XML (eXtensible Markup Language) is a generic markup language designed by the World Wide Web Consortium (W3C) and is used in XML documents, a class of data objects that describe the behavior of algorithms through which they are processed. XML is an application profile and a limited form of SGML (Standard Generalized Markup Language).
The format of XML is in its most basic aspects the same as plain text, which makes XML readable for people. As the complexity increases, readability decreases and we depend on specialized applications for interpretation. This means that the possibilities for preserving XML over a longer period of time depend on the degree of complexity on the one hand and the availability of those specialized applications on the other.
An XML document contains one or more elements within one root element. Each element consists of a start tag and an end tag or is an empty element. Between the start and end tag is the content of the element, which can consist of text and / or child elements. An element can contain a set of attributes that consist of a name and (text) value.
The structure of a valid XML document can be validated on syntax. An example of an online validator is the W3C Markup Validation Service: https://validator.w3.org/
Encoding of XML documents
The encoding of XML documents is indicated in the XML prologue, a declaration before the root element. If no prologue is present, then the encoding is assumed to be the default for XML documents: UTF-8.
The general media type, or mime type, for XML documents is application/xml, also known as text/xml. The usual extension is .xml.
XML has a wide variety of subtypes and specialized applications. Some of the most used:
– XHTML – Extensible Hyper Text Markup Language, a stricter version of html
– XSD – XML Schema Definition, a formal description of the elements in an XML document
– XSLT – XSL (eXtensible Stylesheet Language) Transformations, for transforming XML documents into other formats (in particular XML and HTML).
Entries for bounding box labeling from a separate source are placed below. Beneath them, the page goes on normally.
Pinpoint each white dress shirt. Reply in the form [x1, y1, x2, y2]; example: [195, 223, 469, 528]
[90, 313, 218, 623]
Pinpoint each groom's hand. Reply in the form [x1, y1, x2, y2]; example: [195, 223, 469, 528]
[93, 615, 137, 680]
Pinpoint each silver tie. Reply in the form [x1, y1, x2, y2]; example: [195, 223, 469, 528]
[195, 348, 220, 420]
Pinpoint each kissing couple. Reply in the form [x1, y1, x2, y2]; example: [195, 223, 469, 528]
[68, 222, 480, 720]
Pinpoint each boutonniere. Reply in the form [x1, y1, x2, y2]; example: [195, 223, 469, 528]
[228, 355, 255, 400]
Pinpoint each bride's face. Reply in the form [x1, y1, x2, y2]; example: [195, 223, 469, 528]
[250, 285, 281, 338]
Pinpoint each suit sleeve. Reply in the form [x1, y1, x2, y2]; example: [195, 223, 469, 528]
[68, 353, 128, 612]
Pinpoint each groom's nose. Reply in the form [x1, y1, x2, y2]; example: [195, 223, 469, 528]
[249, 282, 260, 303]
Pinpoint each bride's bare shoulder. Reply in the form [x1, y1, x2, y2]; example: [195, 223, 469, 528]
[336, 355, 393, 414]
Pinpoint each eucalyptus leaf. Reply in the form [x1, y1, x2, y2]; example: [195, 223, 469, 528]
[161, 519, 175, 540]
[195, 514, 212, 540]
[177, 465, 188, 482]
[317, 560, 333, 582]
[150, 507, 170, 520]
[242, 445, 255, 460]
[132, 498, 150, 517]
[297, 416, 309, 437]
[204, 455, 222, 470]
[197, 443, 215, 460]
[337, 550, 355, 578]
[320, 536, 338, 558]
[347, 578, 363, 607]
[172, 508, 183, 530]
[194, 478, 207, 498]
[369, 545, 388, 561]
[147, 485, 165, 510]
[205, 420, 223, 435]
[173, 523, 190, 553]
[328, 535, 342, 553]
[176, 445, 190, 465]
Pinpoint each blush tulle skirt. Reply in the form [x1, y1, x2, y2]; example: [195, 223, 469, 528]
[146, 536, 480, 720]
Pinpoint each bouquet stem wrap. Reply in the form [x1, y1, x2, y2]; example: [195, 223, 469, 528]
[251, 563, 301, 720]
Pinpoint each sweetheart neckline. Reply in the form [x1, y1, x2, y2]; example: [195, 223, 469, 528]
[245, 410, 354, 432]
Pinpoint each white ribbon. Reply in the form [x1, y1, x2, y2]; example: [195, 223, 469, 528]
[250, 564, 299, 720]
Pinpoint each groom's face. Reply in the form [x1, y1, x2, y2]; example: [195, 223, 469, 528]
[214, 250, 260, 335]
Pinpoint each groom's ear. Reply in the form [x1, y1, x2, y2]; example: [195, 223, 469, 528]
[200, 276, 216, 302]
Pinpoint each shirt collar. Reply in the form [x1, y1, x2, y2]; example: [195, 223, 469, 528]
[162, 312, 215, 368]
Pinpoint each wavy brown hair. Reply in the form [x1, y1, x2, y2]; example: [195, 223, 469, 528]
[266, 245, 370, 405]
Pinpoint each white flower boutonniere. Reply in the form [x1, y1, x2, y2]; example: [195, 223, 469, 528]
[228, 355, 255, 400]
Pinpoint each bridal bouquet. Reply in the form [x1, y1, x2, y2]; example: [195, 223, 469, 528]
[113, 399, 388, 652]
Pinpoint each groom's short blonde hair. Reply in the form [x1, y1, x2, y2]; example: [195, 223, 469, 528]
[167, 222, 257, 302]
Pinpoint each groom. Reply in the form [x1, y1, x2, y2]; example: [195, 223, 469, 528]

Specialized applications of XML include:
– RDF XML – Resource Description Framework (RDF) described in XML, according to RFC3870
– RSS XML – RSS (Realy Simple Syndication) a type of web feed
– WSDL XML – (Web Services Description Language) an XML-based language for describing web services
– GML – Geography Markup Language, a markup language for describing geographical features
– SVG – Scalable Vector Graphics, a markup language for images
Planning for Library of Congress Collections: https://www.loc.gov/preservation/digital/formats/fdd/fdd000075.shtml
XML is a preferred format for file type Markup Language.